Accuracy of the rifle was superb right out of the box:
The stock lent itself well to informal bench shooting from a rest, and it was no effort to obliterate the X-ring of a target in the space of a single magazine at 15 yards, once zeroed (the flyer in the upper right of the photo I was responsible for). My rifle favored JSB and H&N pellets, especially preferring the 15.9 Grain JSB and the 14.66 Grain H&N FTT pellet. Both are outstanding field pellets. Velocity from the carbine was very respectable: 680 FPS Average using JSB 18.1 grain pellets, 754 FPS using JSB 15.9 and 774 FPS using JSB RS 14.3 grain pellets. H&N FTT pellets were reading at 761 FPS.
The maximum fill pressure is 200 Bar (2900 PSI), and with a full charge the shooter can expect six (6) to seven (7) magazines (36-42 shots) worth of shooting before recharging the air reservoir becomes necessary.

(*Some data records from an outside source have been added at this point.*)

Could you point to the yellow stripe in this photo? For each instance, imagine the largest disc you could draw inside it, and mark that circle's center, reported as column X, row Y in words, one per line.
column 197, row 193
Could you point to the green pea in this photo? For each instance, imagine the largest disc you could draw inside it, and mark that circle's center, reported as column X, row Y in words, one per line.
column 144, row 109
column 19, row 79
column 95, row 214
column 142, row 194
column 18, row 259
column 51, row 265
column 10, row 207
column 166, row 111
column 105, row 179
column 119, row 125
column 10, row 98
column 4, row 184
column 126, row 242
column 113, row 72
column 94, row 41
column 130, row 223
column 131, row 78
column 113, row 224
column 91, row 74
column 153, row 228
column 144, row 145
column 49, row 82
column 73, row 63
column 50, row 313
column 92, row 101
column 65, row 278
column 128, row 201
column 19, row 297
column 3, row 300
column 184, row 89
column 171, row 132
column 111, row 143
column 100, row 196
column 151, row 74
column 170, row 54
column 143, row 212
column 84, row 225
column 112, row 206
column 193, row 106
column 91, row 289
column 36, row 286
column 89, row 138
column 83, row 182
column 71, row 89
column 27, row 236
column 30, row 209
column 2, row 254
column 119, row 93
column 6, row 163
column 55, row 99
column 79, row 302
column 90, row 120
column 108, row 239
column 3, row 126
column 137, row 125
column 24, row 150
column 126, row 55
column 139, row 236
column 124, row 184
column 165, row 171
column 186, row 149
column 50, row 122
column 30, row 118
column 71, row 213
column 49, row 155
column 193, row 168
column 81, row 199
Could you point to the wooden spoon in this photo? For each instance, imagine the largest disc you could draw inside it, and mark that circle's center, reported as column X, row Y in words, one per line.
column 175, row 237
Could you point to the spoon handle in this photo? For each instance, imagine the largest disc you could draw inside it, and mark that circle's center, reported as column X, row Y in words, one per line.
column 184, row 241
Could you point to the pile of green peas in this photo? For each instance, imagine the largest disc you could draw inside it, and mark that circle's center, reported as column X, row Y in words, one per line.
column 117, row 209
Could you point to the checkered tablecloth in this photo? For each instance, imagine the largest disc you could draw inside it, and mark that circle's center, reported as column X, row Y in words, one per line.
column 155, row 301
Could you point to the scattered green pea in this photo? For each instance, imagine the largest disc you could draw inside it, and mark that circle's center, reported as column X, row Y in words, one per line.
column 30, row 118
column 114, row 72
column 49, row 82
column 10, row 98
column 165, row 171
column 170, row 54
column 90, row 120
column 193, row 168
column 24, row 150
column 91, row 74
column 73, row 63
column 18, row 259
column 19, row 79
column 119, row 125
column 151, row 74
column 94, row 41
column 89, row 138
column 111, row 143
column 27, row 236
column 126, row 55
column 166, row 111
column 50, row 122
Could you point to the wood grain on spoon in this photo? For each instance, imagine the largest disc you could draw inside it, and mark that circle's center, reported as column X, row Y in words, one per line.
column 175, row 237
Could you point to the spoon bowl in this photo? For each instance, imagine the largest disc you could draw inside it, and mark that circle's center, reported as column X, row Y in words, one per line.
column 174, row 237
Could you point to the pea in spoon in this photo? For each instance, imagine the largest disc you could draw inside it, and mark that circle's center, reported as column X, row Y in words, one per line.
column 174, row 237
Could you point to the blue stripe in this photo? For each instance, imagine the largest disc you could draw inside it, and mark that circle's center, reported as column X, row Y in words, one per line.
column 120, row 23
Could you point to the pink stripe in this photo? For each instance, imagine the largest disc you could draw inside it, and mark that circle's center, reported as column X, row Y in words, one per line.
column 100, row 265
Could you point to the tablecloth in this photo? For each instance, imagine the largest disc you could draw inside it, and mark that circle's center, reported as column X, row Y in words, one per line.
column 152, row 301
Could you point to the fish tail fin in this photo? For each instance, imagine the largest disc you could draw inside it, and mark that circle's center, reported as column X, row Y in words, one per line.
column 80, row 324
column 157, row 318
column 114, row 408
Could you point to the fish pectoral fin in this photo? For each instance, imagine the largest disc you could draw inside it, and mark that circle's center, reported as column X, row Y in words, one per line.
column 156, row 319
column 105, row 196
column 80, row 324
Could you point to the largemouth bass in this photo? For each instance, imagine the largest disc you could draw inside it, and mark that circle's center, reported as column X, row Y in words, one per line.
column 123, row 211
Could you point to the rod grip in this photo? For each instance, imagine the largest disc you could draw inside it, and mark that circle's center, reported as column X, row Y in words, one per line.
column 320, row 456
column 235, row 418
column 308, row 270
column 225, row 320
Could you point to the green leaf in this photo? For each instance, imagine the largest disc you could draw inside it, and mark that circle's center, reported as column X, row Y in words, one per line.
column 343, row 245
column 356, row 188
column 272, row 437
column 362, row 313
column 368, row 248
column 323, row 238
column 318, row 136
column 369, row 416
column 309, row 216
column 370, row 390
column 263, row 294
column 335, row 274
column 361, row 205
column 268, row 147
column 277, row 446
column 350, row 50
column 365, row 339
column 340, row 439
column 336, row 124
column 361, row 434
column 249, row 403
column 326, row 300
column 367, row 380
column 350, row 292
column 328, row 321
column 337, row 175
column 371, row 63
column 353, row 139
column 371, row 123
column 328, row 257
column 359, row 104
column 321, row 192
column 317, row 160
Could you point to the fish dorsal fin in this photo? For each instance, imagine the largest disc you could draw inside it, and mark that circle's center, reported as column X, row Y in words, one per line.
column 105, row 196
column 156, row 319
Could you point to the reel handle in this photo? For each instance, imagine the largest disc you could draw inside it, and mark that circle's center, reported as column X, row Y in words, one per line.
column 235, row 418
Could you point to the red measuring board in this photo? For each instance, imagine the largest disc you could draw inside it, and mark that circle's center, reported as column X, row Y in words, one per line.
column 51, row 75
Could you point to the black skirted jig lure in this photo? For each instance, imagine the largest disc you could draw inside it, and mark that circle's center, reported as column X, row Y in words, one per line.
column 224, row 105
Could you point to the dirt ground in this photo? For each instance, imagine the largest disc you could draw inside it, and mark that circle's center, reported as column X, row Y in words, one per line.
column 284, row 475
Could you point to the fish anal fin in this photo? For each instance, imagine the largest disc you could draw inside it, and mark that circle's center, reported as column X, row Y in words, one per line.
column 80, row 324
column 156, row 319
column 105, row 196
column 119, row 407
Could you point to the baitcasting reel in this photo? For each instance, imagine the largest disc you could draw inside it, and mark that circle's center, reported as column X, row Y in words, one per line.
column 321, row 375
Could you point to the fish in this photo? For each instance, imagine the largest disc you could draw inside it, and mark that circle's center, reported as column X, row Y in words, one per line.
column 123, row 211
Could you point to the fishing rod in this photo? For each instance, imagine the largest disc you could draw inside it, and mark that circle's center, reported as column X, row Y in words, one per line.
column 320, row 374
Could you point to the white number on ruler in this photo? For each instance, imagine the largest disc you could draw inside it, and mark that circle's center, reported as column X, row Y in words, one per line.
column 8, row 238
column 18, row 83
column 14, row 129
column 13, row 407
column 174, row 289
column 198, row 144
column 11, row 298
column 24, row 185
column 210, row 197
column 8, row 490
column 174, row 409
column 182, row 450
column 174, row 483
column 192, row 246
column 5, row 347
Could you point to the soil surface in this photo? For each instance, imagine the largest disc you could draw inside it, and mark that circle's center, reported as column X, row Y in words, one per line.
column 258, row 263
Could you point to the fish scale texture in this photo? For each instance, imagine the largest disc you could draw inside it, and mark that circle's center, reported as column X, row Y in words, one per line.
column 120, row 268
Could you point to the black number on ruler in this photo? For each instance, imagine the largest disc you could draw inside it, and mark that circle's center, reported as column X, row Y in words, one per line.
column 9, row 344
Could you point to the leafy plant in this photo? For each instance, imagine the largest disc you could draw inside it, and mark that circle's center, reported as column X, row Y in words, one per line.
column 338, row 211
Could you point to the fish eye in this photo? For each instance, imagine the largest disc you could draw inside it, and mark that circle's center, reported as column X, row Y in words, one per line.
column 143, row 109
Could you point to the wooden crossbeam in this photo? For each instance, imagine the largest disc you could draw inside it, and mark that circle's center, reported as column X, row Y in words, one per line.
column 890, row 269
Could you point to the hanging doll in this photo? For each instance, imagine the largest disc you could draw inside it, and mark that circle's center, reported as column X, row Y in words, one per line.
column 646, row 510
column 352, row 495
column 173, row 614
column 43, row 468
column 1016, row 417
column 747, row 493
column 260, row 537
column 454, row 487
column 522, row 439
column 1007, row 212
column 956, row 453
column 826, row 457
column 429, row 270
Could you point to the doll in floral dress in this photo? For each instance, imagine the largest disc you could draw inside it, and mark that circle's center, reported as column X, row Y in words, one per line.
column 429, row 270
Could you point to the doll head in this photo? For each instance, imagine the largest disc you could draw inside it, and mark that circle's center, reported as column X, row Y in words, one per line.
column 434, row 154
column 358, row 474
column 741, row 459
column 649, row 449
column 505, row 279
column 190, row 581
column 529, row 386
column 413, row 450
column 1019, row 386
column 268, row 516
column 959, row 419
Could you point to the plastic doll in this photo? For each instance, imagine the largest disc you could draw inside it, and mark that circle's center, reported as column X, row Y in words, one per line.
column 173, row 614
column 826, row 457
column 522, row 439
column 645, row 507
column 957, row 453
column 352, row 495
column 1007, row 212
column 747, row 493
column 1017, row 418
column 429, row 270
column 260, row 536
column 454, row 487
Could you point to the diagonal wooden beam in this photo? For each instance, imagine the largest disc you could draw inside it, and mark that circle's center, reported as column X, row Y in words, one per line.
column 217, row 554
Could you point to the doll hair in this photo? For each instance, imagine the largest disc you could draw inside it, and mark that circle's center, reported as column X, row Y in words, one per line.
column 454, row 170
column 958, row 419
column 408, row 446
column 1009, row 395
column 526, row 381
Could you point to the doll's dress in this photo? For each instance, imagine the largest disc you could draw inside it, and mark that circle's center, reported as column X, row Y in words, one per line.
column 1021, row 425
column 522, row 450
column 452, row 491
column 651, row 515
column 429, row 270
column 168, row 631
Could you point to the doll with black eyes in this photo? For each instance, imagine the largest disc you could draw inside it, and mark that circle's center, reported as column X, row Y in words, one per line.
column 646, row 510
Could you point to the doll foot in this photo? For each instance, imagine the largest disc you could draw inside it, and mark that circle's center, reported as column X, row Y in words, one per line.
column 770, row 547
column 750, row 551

Report is very mild with the Huggett Moderator (but still noticeable), and little-to-no air tube “ping” was noted throughout the charge of air.
Offhand shooting is what this rifle was intended for; cheek welds are solid, and the neutral balance makes it seem as if the rifle aims itself. I do not consider myself an expert offhand shooter, but when I used this rifle for an informal Silhouette shoot, I scored of 37/40 targets on my very first outing with it.
The Brocock Contour Elite S6 is probably the most perfect realization of a Pre-Charged Pneumatic hunting carbine seen to date.
Thanks Matthew for the review. We look forward to any future updates you have for us on this rifle.